Description
Summary
Add the an event-safe mode to the full-node, which brings important features to facilitate reliable integrations.
Motivation
During the development of the wallet service, we spent a long time developing a sync algorithm between the state of the wallet and the state of the full node. The motivation is to simplify this integration and others with the full node.
Without this feature, the integration must understand Hathor's architecture to develop a reliable integration. After this feature, they just have to react to a small number of cases accordingly.
Guide-level explanation
In this document, integrations and applications have the same meaning and will be used interchangeably. Blocks and transactions are collectively called vertices. Transactions refer to all non-block vertices (e.g., regular transaction and token creation transactions).
The full node can be executed with --enable-event-queue
, which means all events will be persisted and can be accessed and modified through an HTTP API. Hence, when an application is stopped or restarted, it can resume processing events from the last processed event.
Application should use the full node as the single source of truth, which means there is no need to store the vertices or their metadata. In fact, they should always fetch information from the full node, which is fast and reliable.
Applications can also remove old events at their will to save space. For instance, an application can have the policy to persist only the last month of events. In this case, the application must periodically call the API to clean up old events.
The full node ensures that no events will be missed even in case of system crash or power failure. The full node also stores the creation date and last modified date of vertices. The full node can optionally keep track of which events were correctly processed by the application.
Applications will commonly have the following initial workflow:
- Stop full node's sync algorithm, so no update will be accepted. The application can optionally clear the events in this step.
- Process all vertices in topological order. The previous step ensures that nothing will be modified while this initial processing is executed. The topological order ensures that all dependencies will be fulfilled.
- Start full node's sync algorithm and process all events in real time.
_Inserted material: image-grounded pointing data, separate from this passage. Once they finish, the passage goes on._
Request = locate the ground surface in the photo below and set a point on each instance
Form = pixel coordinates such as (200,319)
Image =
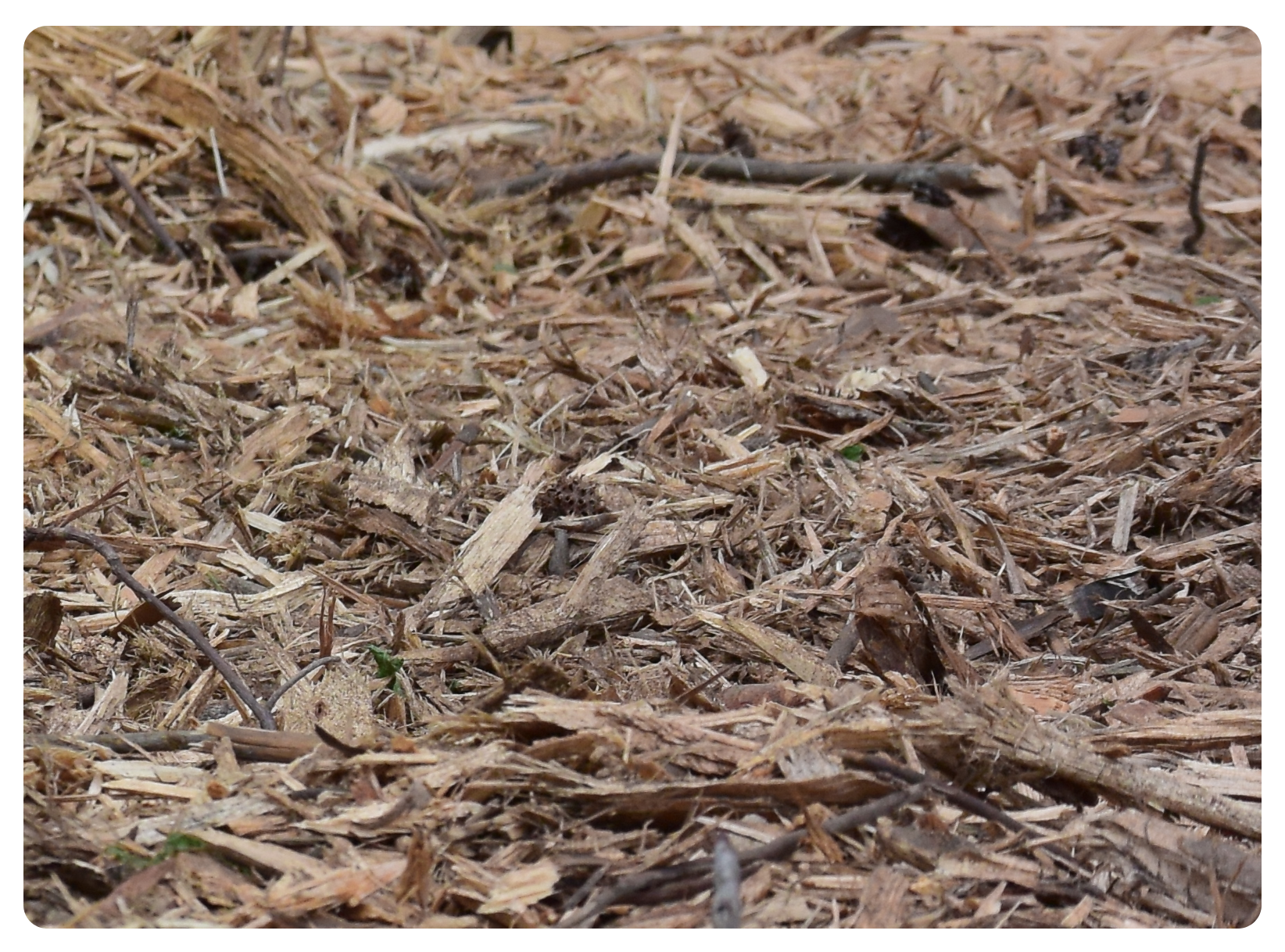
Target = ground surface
(652,508)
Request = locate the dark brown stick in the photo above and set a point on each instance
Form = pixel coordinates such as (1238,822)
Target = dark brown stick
(880,175)
(144,209)
(47,533)
(1190,242)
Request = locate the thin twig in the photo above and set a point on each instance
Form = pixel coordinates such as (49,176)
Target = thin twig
(131,325)
(97,504)
(302,674)
(219,162)
(49,533)
(700,871)
(93,209)
(1190,242)
(144,209)
(725,902)
(887,175)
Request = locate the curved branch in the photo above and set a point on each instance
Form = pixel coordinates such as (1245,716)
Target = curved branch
(45,533)
(882,175)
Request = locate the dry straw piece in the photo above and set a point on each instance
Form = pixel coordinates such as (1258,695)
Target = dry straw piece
(768,477)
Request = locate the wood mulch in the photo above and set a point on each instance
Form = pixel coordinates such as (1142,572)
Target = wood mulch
(678,533)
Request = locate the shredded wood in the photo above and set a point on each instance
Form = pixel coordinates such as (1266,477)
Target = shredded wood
(872,542)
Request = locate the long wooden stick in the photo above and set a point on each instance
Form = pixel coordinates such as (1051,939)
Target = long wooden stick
(880,175)
(48,533)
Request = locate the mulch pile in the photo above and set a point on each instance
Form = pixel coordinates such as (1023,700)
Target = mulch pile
(668,532)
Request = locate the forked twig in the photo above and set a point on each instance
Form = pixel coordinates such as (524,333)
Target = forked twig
(49,533)
(144,209)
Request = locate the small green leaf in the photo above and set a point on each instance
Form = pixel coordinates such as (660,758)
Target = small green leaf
(180,843)
(387,664)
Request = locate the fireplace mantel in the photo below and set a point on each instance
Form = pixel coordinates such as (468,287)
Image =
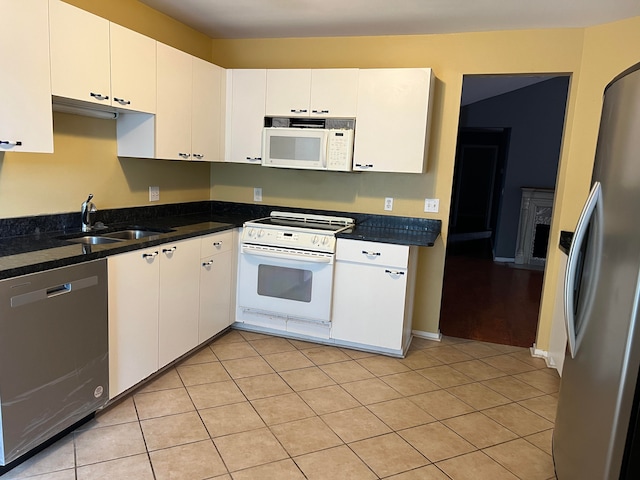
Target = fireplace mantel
(533,230)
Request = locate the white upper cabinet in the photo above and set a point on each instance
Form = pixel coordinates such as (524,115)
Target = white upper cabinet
(245,92)
(392,127)
(25,90)
(334,92)
(96,61)
(173,108)
(133,70)
(207,111)
(79,54)
(189,107)
(288,93)
(312,93)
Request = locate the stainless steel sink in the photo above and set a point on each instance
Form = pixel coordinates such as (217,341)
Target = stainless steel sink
(131,234)
(93,240)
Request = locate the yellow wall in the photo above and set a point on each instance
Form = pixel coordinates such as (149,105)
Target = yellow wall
(143,19)
(85,159)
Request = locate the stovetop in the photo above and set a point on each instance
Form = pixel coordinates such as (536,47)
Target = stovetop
(294,230)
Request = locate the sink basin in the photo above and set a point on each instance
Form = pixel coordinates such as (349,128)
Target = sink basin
(132,234)
(93,240)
After the application is fully initialized, it just has to process the new events. For this, the application can receive the ordered events in real time or just poll the events as needed.
Applications must process events in the same order they arrive. So, after an event is successfully handled, applications must mark them as done to get the new event. If the queue of events gets full, the full node stops syncing and signals error.
The sync between the full node and an application will consist of handling the following events:
- Mempool: New executed tx.
- Mempool: New voided tx.
- Mempool: Tx changed to voided.
- Mempool: Tx changed to executed.
- Blockchain: New best block found.
- Blockchain: New orphan block found.
- Reorg: Tx is back to the mempool and is executed.
- Reorg: Tx is back to the mempool and is voided.
- Reorg: Tx is confirmed by another block.
- Reorg: Block became orphan.
- Reorg: Orphan block became part of the best blockchain.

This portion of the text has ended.